Andrew Misell, director of Alcohol Concern Cymru, said the figures had to be treated with care as not all boards had replied and organisations had different ways of recording data.

"It's interesting that two relatively small cities in the UK [Swansea and Cardiff] have come up so high but I think we need to be a bit cautious before we start saying there's a bigger problem here," he told BBC News.

"We'd need to know that everyone was measuring intoxication in the same way.

'They look old enough'

"I'm sure that people in the various health boards will be looking at this with some interest and concern and I think it's probably not helpful to start pointing the finger at individual towns in Wales."
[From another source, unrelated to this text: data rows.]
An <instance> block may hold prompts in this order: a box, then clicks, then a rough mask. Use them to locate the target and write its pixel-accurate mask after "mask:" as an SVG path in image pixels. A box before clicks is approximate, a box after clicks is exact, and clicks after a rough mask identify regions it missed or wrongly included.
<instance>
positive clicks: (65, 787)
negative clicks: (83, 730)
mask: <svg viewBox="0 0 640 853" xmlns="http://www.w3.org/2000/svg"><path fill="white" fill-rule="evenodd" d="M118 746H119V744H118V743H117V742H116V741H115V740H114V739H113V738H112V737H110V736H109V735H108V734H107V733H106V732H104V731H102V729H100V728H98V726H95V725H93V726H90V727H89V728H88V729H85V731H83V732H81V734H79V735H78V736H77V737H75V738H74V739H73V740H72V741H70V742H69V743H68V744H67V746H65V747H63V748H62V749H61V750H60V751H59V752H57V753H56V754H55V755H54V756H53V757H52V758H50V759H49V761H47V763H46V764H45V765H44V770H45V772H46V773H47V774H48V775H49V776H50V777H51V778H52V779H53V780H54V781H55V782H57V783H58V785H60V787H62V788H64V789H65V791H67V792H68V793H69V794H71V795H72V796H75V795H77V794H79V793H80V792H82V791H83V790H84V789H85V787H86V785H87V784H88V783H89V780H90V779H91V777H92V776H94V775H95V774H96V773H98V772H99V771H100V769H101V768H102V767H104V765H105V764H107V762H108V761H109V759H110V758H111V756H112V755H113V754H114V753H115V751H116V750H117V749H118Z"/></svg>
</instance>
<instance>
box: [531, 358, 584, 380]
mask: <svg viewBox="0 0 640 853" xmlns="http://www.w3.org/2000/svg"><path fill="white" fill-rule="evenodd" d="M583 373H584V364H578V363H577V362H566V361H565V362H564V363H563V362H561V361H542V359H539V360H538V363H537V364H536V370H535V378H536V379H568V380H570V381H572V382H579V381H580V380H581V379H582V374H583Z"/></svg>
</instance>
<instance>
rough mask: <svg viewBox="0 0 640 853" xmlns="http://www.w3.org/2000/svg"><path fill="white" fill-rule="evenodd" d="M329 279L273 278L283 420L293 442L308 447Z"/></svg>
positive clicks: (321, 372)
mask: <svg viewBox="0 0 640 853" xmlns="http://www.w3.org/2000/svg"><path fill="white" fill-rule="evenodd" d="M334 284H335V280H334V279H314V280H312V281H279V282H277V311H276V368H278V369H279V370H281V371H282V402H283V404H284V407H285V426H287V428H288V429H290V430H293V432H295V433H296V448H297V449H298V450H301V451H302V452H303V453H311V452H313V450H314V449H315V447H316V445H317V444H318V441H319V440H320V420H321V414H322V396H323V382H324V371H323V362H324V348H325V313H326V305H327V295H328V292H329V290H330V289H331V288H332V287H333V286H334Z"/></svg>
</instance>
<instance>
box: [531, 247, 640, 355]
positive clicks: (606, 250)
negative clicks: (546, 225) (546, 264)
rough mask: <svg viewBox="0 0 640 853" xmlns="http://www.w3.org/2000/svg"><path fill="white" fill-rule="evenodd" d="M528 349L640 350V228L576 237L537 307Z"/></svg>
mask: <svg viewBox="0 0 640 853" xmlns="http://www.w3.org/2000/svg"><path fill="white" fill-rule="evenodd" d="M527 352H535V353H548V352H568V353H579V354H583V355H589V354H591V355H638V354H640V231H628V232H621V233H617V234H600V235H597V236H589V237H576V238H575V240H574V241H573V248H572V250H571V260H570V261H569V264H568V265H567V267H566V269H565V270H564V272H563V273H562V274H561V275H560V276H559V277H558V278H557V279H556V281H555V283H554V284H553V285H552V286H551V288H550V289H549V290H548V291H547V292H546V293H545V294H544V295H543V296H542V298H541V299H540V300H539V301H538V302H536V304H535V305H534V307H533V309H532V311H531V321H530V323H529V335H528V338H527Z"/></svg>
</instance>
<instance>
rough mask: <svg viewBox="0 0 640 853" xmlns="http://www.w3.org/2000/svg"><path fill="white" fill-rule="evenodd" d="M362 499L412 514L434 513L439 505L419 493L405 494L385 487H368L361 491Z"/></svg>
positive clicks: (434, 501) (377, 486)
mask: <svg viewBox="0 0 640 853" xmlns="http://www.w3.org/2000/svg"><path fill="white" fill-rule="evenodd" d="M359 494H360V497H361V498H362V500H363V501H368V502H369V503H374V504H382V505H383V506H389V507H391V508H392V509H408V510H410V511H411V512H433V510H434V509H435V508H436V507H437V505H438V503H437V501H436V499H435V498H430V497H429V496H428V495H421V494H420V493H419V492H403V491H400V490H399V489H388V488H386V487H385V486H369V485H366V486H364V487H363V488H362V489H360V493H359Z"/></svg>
However, Mr Misell added: "It's obviously concerning that children under the legal drinking age are, by whatever means, getting hold of alcohol.

"I think there's a number of things going on here.

"There's of course teenagers who have managed to get get into an off-licence because they look old enough or the shopkeeper wasn't bothered about their age.

"It will also include children who have managed to get hold of their parents' alcohol, ranging from teenagers to small children who have got hold of it accidentally, to children who have been given it by adults.

"Unfortunately, some adults mistakenly believe that if you give your child alcohol at home, they are insulating them from the dangers of having it outside the house. There is no evidence for this."

He said the official advice was not to give alcohol to children aged 15 and under.

ABM, which serves Swansea, Bridgend, Port Talbot and surrounding areas, said in a statement: "We are not getting reports from A&E doctors that they feel the problem in our area is any worse than in other parts of the UK where they have worked.

"A&E alcohol-related attendances for under-18s in the ABM area have been on a downward trend since 2008/09 when they were 432. Last year they were 281 (229 of these were 15-17 year olds).

"However we would like to see that figure come down much further and we are working on wellbeing programmes with schools which help to educate and inform youngsters about issues around alcohol misuse.

"As part of the Healthy Schools Scheme we raise awareness of risky behaviours among young people, social norms, attitudes and knowledge in relation to alcohol.

"We also have the Swansea Healthy Nightlife action plan which reduces the ability of youngsters to purchase alcohol from bars/clubs.

The Cardiff and Vale board has also been asked to comment.